Au Canada, l’industrie pétrolière touchée de plein fouet par la fournaise
204 000 hectares de forêt, soit 2 040 km², ont été réduits en cendre dans l’État de l’Alberta, au Canada. Une catastrophe écologique qui va marquer la région pendant des dizaines d’années. Le week-end dernier, pas moins de 1 400 pompiers étaient mobilisés pour combattre les flammes. 43 incendies ont du être repoussés simultanément, nécessitant l’intervention de 133 hélicoptères et 27 camions-citernes. 100 000 personnes ont été contraintes de fuir leur foyer.
Plus de 42 000 ménages se sont inscrit à la Croix Rouge pour recevoir de l’aide. Heureusement, dépassés par les événements pendant près d’une semaine, les secours ont pu compter sur une météo plus arrangeante ces derniers jours, avec une baisse des températures et l’arrivée d’une pluie fine freinant la progression des flammes.
Ville fantôme
Au coeur de la fournaise, la ville de Fort McMurray canalise l’essentiel de l’attention. Entourée par le feu, l’intégralité de ses 80 000 habitants ont été évacués, et accueillis dans des centres d'hébergement d'urgence, des campings ou des caravanes. Dans la folie de l’évacuation, deux personnes ont perdu la vie lors d'accidents de la route, mais aucune victime directe de l’incendie n’est à déplorer.
Pendant encore au moins deux semaines, ils ne pourront pas retourner chez eux, a déclaré la Première ministre de l’Alberta Rachel Notley. Elle a indiqué que, contrairement à ce que l’on pourrait croire en observant la multitude d’images de la ville dévastée, ce ne sont en fait « que » 10 % de Fort McMurray qui ont été décimés. Un chiffre à relativiser puisqu’il ne prend en compte que les dégâts causés par le feu lui-même : plus de 2 400 bâtiments ont été ravagés par les flammes.
La fumée a sans doute rendu de nombreuses habitations inhabitables celle se trouvant au niveau du sol présentant un danger pour la santé. L’agence Environnement Canada alerte sur une dégradation de la qualité de l’air, et prévient que le vent peut amener de la fumée nocive dans des zones pourtant pas concernées par le feu. Des symptômes de toux, irritation de la gorge, maux de tête et difficultés respiratoires sont attendus, notamment chez les personnes à risque (enfants, personnes âgées, asthmatiques…) David Yurdiga, député fédéral de la région, s’est tout de même montré plutôt optimiste. « On va se relever beaucoup plus rapidement que je ne le pensais. Toutes nos infrastructures-clé sont encore debout. Notre hôpital est là, nos écoles.
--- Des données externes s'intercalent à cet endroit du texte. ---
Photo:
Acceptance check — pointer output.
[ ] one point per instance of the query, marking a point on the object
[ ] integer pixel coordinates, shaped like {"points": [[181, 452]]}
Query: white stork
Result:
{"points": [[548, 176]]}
Notre usine de traitement des eaux fonctionne », a-t-il fait savoir.
Des dégats qui vont coûter cher
Mais il devrait tout de même s’agir de la plus grande catastrophe naturelle de l’histoire du Canada, en tout cas de très loin la plus coûteuse. Une première estimation fait état de 9 milliards de dollars canadiens (67 MMDH) de dédommagements versés par les assurances. Le précédent record date de l’épisode de la pluie verglaçante de 1998 au Québec, qui avait coûté 1,9 milliards de dollars canadiens aux assureurs.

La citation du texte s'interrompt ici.